在lambda表达式中使用未捕获的变量

我不太理解来自C++14标准草案N4140 5.1.2.12 [expr.prim.lambda]的一个例子。

A lambda-expression with an associated capture-default that does not explicitly capture this or a variable with automatic storage duration (this excludes any id-expression that has been found to refer to an initcapture’s associated non-static data member), is said to implicitly capture the entity (i.e., this or a variable) if the compound-statement:

• odr-uses the entity, or
• names the entity in a potentially-evaluated expression where the enclosing full-expression depends on a generic lambda parameter declared within the reaching scope of the lambda-expression.

[ Example:

void f(int, const int (&)[2] = {}) { } // #1
void f(const int&, const int (&)[1]) { } // #2
void test() {
  const int x = 17;
  auto g = [](auto a) {
    f(x); // OK: calls #1, does not capture x
  };
  auto g2 = [=](auto a) {
    int selector[sizeof(a) == 1 ? 1 : 2]{};
    f(x, selector); // OK: is a dependent expression, so captures x
  };
}

—end example ]

All such implicitly captured entities shall be declared within the reaching scope of the lambda expression.
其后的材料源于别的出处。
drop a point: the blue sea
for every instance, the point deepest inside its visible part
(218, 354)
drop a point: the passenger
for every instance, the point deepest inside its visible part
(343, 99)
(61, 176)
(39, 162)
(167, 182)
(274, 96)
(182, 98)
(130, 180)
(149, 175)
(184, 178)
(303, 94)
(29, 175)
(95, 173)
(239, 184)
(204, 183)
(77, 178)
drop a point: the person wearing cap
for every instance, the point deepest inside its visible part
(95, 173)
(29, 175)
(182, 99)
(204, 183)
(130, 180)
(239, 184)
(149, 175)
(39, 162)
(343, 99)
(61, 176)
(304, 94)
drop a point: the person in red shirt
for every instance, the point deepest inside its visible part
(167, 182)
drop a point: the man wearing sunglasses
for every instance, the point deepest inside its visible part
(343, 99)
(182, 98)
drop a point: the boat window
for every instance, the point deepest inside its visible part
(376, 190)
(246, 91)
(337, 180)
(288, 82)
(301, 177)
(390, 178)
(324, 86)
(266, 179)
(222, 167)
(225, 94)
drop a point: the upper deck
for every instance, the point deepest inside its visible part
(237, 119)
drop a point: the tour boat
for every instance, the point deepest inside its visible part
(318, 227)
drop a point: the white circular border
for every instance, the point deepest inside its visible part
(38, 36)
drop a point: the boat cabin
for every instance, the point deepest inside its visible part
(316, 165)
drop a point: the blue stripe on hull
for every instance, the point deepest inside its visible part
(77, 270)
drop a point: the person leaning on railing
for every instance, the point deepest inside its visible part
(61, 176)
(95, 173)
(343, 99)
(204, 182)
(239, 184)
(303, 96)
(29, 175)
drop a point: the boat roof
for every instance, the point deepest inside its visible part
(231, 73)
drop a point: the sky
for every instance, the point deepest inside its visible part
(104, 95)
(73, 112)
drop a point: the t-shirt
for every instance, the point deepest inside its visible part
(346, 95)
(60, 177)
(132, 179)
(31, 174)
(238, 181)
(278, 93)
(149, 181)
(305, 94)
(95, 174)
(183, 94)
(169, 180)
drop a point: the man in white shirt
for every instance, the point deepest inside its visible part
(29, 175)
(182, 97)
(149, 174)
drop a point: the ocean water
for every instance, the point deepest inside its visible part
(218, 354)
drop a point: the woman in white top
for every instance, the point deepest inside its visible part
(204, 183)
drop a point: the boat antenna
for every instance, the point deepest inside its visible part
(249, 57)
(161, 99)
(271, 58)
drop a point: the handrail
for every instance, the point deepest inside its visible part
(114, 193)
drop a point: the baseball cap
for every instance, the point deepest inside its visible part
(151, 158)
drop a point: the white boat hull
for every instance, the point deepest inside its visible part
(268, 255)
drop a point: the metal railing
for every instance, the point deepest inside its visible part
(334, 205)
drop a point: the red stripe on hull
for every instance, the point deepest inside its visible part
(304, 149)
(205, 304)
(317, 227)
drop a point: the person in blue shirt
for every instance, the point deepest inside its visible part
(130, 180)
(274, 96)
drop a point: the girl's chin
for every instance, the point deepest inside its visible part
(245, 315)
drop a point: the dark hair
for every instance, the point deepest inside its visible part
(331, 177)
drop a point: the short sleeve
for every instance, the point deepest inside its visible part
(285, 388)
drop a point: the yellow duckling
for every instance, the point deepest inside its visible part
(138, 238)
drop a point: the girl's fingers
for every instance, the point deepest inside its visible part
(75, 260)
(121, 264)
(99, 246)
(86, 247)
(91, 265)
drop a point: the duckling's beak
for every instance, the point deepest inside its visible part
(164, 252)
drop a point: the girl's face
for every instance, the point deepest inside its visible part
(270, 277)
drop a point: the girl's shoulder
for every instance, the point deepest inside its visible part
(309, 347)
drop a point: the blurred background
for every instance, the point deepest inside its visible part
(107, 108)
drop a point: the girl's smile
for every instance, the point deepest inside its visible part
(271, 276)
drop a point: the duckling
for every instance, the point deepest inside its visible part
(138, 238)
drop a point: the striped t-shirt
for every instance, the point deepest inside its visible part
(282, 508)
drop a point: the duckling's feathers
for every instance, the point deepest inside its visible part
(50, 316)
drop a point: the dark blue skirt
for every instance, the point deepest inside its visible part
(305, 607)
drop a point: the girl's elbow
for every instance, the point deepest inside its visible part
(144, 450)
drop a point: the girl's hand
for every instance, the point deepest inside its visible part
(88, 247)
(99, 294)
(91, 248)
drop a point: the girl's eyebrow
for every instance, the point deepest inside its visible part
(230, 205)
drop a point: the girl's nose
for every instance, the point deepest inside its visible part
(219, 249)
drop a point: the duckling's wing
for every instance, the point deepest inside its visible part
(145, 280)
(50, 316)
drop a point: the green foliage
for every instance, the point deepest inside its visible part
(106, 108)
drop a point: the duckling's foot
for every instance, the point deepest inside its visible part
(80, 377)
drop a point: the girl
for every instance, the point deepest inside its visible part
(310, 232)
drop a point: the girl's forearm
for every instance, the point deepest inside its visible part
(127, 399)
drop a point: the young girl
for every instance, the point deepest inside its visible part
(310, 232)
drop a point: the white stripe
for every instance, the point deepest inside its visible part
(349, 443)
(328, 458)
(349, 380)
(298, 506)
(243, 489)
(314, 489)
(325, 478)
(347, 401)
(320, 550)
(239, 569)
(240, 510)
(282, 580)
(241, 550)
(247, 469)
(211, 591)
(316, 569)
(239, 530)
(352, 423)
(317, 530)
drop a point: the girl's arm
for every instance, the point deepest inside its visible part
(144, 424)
[ Note: The implicit capture of an entity by a nested lambda-expression can cause its implicit capture by the containing lambda-expression (see below). Implicit odr-uses of this can result in implicit capture. —end note ]

我认为一个带有相关捕获默认值的lambda表达式应该禁止任何隐式捕获（并且这也由注释确认），因此#1调用将导致错误（关于使用未捕获的变量的错误）。那么它是如何工作的？f的第一个参数将是什么？如果在退出test()作用域后调用g会怎样？如果我将#1的签名更改为void(const int&)会怎么样？
--
更新：感谢大家对它如何工作的解释。稍后我将尝试找到并发布有关此情况的标准参考资料。